He re-read, unnecessarily, the opening paragraph. There was the word ‘immediately’.
“Mr Bush! Set all plain sail. Mr Prowse! A course to weather Finisterre as quickly as possible, if you please. Mr Foreman, signal to the Commodore. ‘Hotspur to Indefatigable. Request permission to proceed’.”
Only time for one pacing of the quarter-deck, up and down, and then “‘Commodore to Hotspur. Affirmative’.”
“Thank you, Mr Foreman. Up helm, Mr Bush. Course sou’west by south.”
“Sou’west by south. Aye aye sir.”
Hotspur came round, and as every sail began to fill she gathered way rapidly.
“Course sou’west by south, sir,” said Prowse, breathlessly returning.
“Thank you, Mr Prowse.”
The wind was just abaft the beam, and Hotspur foamed along as sweating hands at the braces trimmed the yards to an angle that exactly satisfied Bush’s careful eye.

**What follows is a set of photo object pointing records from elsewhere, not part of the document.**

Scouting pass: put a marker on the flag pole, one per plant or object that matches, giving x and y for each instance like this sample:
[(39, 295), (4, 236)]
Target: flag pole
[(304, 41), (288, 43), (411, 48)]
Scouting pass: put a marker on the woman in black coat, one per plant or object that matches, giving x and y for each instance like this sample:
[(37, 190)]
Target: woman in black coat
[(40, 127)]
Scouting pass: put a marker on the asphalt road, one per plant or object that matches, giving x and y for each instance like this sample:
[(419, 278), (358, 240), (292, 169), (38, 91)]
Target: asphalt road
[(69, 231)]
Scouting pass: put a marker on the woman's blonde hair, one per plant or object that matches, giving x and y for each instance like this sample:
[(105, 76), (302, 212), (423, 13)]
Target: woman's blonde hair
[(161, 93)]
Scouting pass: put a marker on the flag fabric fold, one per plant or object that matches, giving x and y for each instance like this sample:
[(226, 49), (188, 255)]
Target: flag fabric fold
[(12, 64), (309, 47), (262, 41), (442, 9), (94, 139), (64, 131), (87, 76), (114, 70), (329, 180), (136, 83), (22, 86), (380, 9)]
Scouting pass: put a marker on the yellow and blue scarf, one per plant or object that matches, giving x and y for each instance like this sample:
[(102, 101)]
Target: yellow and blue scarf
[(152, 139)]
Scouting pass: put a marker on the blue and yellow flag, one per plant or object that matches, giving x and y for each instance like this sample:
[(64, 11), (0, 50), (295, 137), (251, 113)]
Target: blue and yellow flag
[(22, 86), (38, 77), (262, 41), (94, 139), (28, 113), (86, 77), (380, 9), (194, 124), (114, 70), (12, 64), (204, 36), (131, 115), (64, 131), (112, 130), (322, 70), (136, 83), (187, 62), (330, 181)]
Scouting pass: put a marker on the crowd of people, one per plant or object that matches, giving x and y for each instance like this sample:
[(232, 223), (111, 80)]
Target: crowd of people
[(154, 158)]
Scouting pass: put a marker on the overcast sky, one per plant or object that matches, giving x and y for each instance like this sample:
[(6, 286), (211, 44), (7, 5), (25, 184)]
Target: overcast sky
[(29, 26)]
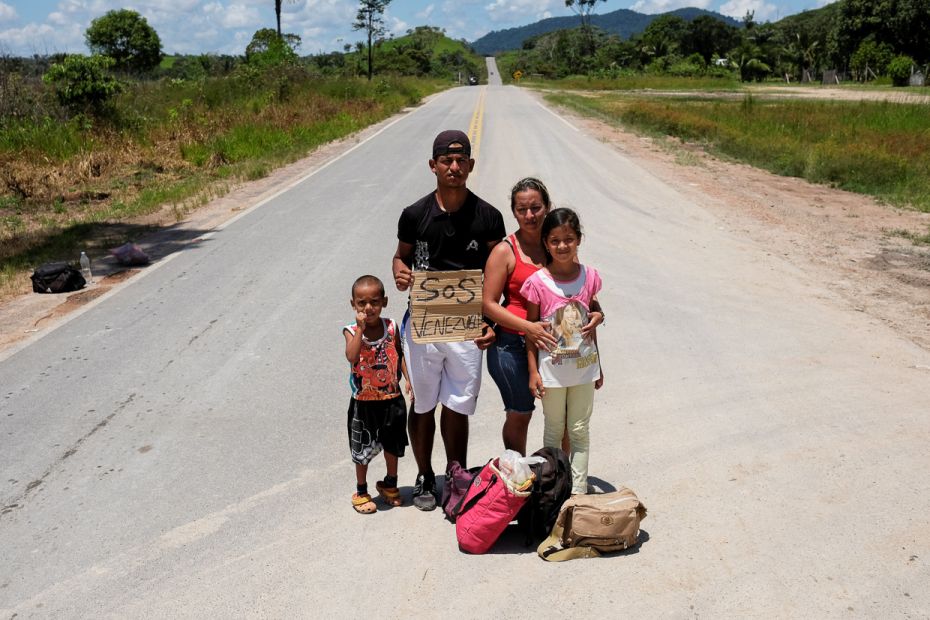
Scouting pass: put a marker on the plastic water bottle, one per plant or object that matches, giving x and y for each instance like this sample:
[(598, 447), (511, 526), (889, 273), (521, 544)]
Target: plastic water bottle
[(85, 267)]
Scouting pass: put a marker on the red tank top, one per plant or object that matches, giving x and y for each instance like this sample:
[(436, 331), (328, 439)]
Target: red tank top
[(513, 300)]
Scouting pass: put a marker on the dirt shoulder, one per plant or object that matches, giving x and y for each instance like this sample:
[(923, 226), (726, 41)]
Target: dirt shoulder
[(28, 315), (839, 239)]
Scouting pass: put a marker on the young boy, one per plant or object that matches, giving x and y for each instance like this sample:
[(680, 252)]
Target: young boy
[(377, 417)]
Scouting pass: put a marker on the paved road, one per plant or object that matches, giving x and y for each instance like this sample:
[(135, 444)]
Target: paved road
[(178, 450)]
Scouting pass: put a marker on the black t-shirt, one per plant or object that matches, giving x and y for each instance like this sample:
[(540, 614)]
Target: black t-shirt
[(449, 241)]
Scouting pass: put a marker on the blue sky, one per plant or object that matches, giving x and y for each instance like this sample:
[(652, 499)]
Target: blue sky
[(226, 26)]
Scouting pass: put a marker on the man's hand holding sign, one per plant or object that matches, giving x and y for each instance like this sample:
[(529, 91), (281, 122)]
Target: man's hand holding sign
[(445, 306)]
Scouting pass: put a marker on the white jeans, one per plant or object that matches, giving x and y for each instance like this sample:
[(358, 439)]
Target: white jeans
[(570, 409)]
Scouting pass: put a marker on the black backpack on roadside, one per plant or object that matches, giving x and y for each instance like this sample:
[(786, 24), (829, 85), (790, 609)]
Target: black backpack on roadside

“Set the royals, Mr Bush. And we’ll have the stuns’l booms rigged out, if you please.”
“Aye aye, sir.”
Hotspur lay over to the wind, not in any spineless fashion, but in the way in which a good sword-blade bends under pressure. A squadron of ships of the line lay just down to leeward, and Hotspur tore past them, rendering passing honours as she did so. Hornblower could imagine the feelings of envy in the breasts of the hands over there at the sight of this dashing little sloop racing off towards adventure But in that case they did not allow for a year and half spent among the rocks and shoals of the Iroise.
“Set the stuns’ls, sir?” asked Bush.
“Yes, if you please, Mr Bush. Mr Young, what d’you get from the log?”
“Nine, sir. A little more, perhaps — nine an’ a quarter.”
Nine knots, and the studding sails not yet set. This was exhilarating, marvellous, after months of confinement.
“The old lady hasn’t forgotten how to run, sir,” said Bush, grinning all over his face with the same emotions; and Bush did not know yet that they were going to seek eight million dollars. Nor — and at that moment all Hornblower’s pleasure suddenly evaporated.
He fell from the heights to the depths like a man falling from the main royal yard. He had forgotten until then all about Doughty. That word ‘immediately’ in Moore’s orders had prolonged Doughty’s life. With all those captains available, and the Commander-in-Chief at hand to confirm the sentence, Doughty could have been court-martialled and condemned within the hour. He could be dead by now; certainly he would have died tomorrow morning. The captains in the Channel Fleet would be unmerciful to a mutineer.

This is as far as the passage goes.